The American League and the National League of Major League Baseball are each divided into three divisions: East, Central, and West. Many years, fans talk about some divisions being stronger (having better teams) than other divisions. This may have consequences for the postseason. For instance, in 2012 Tampa Bay won 90 games and did not play in the postseason, while Detroit won only 88 and did play in the postseason. This may have been an oddity, but is there good evidence that in the 2012 season, the American League divisions were significantly different in overall records? Use the following data to test whether the mean number of wins per team in the three American League divisions were the same or not. Note that the data are not balanced, as two divisions had five teams, while one had only four.

Division Team Wins
East NY Yankees 95
East Baltimore 93
East Tampa Bay 90
East Toronto 73
East Boston 69
Division Team Wins
Central Detroit 88
Central Chicago Sox 85
Central Kansas City 72
Central Cleveland 68
Central Minnesota 66
Division Team Wins
West Oakland 94
West Texas 93
West LA Angels 89
West Seattle 75

Here is a stripchart of the number of wins for the 14 teams in the AL for the 2012 season.
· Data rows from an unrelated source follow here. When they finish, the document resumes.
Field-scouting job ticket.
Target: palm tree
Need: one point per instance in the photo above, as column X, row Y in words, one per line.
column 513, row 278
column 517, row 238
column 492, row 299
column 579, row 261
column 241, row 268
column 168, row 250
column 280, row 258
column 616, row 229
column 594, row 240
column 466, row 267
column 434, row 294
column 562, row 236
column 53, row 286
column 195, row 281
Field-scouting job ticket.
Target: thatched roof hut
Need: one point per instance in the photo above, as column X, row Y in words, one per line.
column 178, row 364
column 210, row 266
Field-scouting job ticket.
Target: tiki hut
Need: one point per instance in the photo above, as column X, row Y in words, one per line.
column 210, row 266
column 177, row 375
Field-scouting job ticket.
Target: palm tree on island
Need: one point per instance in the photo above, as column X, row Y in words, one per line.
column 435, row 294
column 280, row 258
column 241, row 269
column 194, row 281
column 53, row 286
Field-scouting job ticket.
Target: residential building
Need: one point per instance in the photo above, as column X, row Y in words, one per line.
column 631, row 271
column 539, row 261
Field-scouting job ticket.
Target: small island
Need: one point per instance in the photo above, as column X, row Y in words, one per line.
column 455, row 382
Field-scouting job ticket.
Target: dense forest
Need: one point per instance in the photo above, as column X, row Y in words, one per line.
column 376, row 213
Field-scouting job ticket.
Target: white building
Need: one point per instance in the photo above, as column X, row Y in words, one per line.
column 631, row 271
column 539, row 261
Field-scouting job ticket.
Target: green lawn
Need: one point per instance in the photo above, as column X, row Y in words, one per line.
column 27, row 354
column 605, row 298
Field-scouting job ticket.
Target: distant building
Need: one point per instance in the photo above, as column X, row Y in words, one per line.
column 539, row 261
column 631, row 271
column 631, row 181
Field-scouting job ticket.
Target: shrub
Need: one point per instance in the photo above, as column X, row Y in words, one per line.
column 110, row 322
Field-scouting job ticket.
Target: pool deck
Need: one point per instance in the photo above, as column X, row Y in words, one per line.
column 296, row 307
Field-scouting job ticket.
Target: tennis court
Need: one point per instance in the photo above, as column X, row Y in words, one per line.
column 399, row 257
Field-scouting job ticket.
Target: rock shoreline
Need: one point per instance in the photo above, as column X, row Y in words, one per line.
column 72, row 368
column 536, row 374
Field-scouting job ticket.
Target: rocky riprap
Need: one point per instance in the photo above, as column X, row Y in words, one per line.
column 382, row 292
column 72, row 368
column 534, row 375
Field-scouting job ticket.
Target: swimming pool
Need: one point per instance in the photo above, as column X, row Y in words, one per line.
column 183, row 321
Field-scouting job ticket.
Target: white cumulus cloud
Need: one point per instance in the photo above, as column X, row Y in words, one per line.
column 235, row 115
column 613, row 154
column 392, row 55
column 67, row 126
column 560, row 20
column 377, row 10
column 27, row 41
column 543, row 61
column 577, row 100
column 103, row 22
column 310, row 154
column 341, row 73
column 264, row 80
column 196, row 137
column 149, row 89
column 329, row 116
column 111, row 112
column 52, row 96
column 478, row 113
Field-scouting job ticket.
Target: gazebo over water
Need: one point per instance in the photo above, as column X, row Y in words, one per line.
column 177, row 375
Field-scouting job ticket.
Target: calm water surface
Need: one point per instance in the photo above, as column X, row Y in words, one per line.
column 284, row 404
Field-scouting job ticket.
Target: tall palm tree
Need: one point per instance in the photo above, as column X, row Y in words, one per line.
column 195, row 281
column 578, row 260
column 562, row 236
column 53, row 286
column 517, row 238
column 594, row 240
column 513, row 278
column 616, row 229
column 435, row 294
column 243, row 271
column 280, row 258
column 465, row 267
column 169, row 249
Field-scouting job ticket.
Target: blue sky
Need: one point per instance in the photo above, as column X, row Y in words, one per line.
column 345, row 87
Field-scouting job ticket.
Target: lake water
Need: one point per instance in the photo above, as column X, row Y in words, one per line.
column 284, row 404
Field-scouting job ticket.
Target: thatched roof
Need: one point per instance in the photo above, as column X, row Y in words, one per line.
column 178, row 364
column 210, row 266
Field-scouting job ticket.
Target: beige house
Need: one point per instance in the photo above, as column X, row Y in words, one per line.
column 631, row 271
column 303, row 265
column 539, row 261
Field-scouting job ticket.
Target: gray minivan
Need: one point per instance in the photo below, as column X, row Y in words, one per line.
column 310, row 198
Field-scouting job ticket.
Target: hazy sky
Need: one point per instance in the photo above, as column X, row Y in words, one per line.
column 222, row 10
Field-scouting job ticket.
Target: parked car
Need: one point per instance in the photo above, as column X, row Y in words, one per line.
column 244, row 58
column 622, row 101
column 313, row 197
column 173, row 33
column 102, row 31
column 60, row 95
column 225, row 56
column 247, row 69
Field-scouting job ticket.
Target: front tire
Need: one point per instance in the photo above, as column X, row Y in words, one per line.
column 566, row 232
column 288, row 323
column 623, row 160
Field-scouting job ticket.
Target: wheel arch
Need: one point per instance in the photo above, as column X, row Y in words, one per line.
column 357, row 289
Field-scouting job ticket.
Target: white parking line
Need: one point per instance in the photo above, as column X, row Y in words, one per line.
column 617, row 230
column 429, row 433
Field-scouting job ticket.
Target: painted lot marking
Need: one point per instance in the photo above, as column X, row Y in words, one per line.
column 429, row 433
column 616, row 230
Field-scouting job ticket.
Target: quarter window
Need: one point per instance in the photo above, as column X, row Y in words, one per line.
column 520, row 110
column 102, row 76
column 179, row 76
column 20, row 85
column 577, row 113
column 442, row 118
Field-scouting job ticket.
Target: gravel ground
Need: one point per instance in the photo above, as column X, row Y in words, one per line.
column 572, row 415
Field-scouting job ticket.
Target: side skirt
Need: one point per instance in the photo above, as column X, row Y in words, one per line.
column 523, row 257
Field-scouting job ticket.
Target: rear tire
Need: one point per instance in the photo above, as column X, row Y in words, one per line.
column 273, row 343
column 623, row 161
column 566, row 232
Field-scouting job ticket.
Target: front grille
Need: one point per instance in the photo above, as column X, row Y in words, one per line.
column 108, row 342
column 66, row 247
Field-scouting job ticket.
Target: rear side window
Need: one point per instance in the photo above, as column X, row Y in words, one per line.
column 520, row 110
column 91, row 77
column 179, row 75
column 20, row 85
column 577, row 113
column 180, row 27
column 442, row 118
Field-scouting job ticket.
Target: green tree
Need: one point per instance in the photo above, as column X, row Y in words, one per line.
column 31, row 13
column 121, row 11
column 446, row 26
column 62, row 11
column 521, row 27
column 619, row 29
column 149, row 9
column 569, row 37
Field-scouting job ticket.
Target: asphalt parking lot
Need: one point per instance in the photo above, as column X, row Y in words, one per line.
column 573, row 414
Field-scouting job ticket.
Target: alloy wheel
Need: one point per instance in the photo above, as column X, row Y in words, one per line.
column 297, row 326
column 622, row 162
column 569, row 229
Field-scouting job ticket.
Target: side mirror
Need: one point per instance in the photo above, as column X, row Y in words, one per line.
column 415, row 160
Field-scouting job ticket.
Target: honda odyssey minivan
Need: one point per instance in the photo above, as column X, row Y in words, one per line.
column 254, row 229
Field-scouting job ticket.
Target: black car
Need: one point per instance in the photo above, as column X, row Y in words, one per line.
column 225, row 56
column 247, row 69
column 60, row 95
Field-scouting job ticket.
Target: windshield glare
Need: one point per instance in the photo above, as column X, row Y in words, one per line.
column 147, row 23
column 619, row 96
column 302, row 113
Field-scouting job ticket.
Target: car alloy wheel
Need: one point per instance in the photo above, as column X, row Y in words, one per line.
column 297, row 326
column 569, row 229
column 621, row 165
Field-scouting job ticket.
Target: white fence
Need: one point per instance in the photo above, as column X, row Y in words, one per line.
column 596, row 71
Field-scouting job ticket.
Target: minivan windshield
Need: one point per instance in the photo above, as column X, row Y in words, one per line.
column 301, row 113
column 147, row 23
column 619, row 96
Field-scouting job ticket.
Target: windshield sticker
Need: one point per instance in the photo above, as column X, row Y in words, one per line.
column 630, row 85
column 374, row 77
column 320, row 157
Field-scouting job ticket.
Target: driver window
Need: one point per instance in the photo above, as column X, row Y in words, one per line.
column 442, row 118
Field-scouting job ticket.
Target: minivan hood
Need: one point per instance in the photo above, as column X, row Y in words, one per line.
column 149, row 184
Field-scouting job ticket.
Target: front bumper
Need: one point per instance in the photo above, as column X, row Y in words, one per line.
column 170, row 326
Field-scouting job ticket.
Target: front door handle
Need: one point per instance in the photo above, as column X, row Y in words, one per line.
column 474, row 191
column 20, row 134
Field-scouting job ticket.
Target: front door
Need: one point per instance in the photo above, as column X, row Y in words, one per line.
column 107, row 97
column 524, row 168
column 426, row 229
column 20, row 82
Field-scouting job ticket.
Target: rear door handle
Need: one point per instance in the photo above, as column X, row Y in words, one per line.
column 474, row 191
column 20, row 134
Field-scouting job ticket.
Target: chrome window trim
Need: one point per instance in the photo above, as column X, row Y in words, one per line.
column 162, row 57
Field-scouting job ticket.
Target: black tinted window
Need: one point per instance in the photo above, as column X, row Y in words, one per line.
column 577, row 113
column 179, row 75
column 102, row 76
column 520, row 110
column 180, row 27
While the spread seems similar, there may be some question about the normality of the data, given the wide gaps in the middle near the 0.500 mark of 82 games (teams play 162 games each season in MLB). However, one-way ANOVA is robust.

Here is the ANOVA table for the data:

Source of variation Sum of squares (SS) Degrees of freedom (df) Mean square (MS) F
Factor (Between) 344.16 3 – 1 = 2 172.08
Error (Within) 1,219.55 14 – 3 = 11 110.87 1.5521
Total 1,563.71 14 – 1 = 13

P(F > 1.5521) = 0.2548
Since the p-value is so large, there is not good evidence against the null hypothesis of equal means. We cannot reject the null hypothesis. Thus, for 2012, there is not any have any good evidence of a significant difference in mean number of wins between the divisions of the American League.